The poem The Rain is written by W.H. Davies who spent his life as a tramp or hobo (a person who is homeless, poor and travels from one place to other round the year. W.H. Before going to the poem, we need to understand a little bit background of the poet first.
Davies was born in Britain at a time when Industrial Revolution had brought a significant change in the society. A large number of people migrated to cities when led to unemployment, exploitation, poverty, and many other problems. And one of the most important feature of this development was the growing difference between the poor and the rich.
W.H. Davies left his home and in an accident lost one of his legs. He began to write poetry which was initially not accepted. This poem is thus poet’s observation of the society as a poor tramp.
The poem has been divided into two stanzas having six lines each. We will go through the meaning and also understand the hidden message of the poem.
The poet says that he often hears leaves drinking rain.
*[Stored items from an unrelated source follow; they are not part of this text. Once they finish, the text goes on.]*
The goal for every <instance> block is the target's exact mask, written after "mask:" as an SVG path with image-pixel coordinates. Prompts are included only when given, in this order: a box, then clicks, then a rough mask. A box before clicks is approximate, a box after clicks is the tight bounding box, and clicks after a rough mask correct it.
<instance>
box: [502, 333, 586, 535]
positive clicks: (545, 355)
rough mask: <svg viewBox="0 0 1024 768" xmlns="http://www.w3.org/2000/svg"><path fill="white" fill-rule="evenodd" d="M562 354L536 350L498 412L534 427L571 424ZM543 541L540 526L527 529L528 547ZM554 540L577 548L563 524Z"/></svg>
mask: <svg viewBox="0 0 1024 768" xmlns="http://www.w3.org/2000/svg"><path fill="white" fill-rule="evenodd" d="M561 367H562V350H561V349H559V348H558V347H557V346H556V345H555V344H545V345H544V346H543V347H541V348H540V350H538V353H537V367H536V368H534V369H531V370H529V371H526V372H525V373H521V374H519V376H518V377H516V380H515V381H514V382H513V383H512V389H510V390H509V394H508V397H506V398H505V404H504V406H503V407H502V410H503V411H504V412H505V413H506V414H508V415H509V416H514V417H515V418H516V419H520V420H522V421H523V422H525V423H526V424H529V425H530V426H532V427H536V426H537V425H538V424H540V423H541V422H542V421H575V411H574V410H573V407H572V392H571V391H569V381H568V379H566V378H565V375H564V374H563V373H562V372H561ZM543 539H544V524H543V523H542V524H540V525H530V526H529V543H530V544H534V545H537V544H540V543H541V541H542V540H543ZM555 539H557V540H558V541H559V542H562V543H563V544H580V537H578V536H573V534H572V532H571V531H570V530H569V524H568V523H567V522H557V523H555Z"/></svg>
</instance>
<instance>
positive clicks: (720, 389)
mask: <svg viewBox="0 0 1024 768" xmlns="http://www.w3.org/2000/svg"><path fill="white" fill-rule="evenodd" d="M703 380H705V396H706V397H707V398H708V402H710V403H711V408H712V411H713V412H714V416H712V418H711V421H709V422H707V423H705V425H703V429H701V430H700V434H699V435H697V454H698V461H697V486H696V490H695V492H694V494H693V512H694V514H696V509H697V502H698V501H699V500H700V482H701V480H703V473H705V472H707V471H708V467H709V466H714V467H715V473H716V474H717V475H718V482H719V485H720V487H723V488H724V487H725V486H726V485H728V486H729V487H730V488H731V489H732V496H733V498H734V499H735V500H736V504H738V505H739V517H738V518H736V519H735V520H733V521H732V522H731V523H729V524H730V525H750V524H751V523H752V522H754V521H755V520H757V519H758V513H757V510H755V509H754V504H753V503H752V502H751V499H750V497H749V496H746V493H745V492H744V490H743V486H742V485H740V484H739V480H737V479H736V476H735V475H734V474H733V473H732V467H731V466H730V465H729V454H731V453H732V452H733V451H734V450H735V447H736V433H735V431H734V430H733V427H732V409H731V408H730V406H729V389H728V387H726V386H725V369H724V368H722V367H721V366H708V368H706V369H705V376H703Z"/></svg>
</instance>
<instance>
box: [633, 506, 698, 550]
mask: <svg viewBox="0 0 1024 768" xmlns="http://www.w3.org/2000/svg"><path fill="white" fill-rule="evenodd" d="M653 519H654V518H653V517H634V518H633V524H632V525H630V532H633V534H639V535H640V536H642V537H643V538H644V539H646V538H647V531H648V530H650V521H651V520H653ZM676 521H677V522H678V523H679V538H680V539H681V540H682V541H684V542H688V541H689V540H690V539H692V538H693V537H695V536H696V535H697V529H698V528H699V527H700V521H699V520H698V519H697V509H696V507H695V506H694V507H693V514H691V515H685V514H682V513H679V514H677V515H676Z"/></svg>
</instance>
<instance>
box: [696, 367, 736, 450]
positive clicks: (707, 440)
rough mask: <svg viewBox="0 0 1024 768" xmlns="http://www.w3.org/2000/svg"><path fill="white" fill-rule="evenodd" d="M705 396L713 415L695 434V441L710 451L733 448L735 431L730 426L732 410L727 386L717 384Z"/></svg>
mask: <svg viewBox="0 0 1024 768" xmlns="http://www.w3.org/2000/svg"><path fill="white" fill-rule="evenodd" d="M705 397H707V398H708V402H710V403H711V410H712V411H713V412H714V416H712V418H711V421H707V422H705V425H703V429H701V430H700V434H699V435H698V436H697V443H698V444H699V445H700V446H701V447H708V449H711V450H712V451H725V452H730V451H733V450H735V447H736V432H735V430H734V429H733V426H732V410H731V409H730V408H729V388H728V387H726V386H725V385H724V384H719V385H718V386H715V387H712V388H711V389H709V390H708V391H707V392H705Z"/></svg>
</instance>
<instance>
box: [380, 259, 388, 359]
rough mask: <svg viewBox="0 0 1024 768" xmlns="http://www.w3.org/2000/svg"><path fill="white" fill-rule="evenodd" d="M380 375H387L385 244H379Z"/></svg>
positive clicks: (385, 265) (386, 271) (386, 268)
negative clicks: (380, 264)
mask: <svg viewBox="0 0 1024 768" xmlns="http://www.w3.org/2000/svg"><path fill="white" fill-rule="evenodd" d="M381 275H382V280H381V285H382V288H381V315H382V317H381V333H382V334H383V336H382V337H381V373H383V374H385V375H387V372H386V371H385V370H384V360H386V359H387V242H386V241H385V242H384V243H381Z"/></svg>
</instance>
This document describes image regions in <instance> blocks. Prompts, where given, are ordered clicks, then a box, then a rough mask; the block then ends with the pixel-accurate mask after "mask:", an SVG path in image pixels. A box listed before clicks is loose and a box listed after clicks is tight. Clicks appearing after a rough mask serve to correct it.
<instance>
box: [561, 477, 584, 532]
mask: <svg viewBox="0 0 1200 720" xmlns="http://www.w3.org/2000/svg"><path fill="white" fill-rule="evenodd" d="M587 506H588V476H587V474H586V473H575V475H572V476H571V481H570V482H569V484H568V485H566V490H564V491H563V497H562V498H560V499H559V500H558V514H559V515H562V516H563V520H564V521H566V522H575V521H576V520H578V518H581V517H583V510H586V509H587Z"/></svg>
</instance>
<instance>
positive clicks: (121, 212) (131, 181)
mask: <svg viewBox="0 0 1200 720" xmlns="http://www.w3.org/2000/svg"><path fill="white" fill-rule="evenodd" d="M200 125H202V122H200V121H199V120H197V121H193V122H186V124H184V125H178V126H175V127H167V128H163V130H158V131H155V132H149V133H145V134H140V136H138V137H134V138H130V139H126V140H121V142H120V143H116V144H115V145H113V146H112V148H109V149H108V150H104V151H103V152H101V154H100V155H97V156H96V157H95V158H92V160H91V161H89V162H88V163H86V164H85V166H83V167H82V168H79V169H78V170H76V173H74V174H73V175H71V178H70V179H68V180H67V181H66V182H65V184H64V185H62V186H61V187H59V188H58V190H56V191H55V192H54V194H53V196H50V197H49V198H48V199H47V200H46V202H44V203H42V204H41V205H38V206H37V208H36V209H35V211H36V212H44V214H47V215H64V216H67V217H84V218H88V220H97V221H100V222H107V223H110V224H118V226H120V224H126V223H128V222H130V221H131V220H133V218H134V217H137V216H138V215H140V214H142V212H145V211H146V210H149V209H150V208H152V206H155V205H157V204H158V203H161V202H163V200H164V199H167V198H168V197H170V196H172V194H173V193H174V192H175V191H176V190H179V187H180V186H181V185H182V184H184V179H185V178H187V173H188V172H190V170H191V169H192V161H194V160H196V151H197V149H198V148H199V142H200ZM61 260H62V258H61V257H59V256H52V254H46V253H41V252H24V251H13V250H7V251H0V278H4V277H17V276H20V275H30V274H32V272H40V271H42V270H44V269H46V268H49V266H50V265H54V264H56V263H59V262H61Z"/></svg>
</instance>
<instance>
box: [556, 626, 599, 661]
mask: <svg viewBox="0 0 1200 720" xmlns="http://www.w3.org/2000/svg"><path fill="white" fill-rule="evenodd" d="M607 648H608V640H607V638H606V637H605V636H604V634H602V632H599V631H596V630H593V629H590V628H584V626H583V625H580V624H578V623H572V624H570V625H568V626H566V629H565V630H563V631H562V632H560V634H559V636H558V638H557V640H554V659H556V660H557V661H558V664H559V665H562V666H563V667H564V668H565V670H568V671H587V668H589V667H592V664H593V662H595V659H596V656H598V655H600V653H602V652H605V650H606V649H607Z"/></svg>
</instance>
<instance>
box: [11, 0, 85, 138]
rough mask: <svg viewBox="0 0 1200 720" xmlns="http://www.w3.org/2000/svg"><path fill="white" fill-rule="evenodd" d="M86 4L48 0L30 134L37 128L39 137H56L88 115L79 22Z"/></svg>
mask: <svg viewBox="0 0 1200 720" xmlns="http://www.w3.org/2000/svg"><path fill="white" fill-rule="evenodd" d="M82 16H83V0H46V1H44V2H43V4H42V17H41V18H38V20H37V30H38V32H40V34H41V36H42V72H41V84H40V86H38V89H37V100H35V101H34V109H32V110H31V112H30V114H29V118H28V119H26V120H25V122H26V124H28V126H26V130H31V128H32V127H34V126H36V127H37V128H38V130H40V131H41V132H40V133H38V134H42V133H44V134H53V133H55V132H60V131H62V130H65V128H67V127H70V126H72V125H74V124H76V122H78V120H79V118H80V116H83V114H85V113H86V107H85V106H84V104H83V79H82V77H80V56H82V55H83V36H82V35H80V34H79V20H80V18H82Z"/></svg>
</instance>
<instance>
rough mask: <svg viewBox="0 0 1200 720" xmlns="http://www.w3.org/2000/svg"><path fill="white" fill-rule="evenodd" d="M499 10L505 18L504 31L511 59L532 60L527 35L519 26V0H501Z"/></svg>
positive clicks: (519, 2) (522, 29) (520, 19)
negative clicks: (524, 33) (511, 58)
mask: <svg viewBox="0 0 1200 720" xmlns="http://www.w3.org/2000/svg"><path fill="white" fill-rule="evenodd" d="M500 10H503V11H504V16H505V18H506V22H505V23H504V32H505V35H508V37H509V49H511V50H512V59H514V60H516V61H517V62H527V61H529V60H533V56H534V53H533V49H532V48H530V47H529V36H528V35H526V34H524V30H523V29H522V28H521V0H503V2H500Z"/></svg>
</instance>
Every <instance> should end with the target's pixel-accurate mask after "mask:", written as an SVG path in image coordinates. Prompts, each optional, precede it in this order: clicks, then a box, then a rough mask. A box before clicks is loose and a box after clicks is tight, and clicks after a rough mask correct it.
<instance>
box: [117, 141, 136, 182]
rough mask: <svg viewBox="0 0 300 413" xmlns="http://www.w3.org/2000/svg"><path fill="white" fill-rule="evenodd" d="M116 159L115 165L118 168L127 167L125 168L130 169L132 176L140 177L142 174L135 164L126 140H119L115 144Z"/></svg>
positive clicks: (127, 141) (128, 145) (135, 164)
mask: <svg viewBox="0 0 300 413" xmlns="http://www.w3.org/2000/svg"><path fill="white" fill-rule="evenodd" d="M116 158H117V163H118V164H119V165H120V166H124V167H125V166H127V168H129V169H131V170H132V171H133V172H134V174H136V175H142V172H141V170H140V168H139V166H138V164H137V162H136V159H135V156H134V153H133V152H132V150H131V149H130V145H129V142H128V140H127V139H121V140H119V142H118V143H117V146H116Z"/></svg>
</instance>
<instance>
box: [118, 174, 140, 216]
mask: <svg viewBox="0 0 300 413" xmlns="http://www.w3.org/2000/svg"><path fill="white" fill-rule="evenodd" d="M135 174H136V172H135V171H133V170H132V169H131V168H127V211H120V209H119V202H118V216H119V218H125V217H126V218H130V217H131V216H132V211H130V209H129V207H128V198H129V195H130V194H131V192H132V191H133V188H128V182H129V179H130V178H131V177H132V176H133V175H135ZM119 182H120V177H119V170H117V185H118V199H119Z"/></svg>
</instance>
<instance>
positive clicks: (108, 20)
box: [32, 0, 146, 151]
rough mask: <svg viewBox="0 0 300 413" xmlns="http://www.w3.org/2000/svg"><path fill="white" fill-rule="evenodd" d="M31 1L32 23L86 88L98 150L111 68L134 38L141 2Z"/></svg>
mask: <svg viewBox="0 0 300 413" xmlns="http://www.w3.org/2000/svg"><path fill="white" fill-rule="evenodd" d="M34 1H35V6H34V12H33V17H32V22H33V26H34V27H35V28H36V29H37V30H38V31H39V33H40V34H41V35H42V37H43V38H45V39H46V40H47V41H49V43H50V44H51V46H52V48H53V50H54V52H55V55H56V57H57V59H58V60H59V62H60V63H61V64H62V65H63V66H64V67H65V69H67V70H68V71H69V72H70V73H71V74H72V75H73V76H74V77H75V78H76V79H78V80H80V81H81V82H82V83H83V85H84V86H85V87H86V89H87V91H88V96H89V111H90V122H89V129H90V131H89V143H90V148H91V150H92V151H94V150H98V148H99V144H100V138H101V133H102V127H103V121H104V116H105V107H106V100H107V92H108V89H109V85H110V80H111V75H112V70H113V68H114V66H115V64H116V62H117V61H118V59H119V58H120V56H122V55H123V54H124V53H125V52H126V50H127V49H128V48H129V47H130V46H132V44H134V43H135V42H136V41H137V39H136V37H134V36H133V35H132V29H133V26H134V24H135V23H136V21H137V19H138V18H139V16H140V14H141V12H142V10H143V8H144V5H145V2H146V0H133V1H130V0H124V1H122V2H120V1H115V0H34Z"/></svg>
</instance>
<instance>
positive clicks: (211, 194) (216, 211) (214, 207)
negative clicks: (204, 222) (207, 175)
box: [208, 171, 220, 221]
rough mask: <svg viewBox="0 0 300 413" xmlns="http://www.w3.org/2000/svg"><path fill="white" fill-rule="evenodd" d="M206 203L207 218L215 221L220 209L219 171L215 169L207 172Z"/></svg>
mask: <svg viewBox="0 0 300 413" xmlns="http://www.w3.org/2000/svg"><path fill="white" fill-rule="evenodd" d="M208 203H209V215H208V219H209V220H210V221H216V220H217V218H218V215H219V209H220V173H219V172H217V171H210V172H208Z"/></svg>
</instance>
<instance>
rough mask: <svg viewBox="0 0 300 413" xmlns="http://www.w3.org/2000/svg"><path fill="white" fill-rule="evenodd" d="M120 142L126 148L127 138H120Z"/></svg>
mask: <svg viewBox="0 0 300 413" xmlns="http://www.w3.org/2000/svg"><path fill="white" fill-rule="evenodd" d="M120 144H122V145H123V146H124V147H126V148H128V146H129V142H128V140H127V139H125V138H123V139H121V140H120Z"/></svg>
The rich leaves on the top (of the tree) drink the whole water and give the poor beneath (who are under them) drop after drop i.e. very little, which is left-over. Further he says that the noise of those green (rich) leaves drinking the rain is sweet when heard from near.
The first stanza makes describes the theme of the poem. When it rain, the leaves which are on the top get the most of the water and hence look greener and healthier as compared to those which are under them.
Here, the poet is not talking about leaves but about humans. He is describing the sharp division between the rich and the poor. Rain here symbolises money and resources. According to the poet, rich people take away all the money and resources and give to the poor (who are beneath them) what is left behind.
Next, the poet says that the noise of rich people taking away all the things is sweet. The phrase sweet noise is an oxymoron because noise is never sweet. The poet is criticising the rich taking away everything and giving almost nothing to the poor.
So, in the first stanza, we find that that the poem is not about nature or the leaves but about greed of the rich and hardships of the poor and their inability to take anything because rich never allow them. This stanza seems to be pessimistic as it describes the dark side of city life.
The poet says that one day, when this rain will stop and the sun will come out, a wondrous (delightful) light will fill each dark and round drop (i.e. every corner). And he hopes that the sun will shine bright and it will be a lovely sight.
The second stanza seems to be quite opposite of the first one because this stanza symbolises hope, optimism and a better tomorrow. The poet hopes that one day when there will be no rain i.e. there will be no materialistic things, the delightful light of the sun will brighten everyone.
Note that the initial letters of Light and Sun are capital which perhaps symbolise God and His divine light. So, the poet is probably talking about afterworld in which there will be no discrimination and all the people will be equally treated by God.
He hopes to see such a day when Sun shines bright i.e. the divine light of God will pour on all the people without any discrimination and thus it will be a very lovely sight. Hence, the poem ends in hope.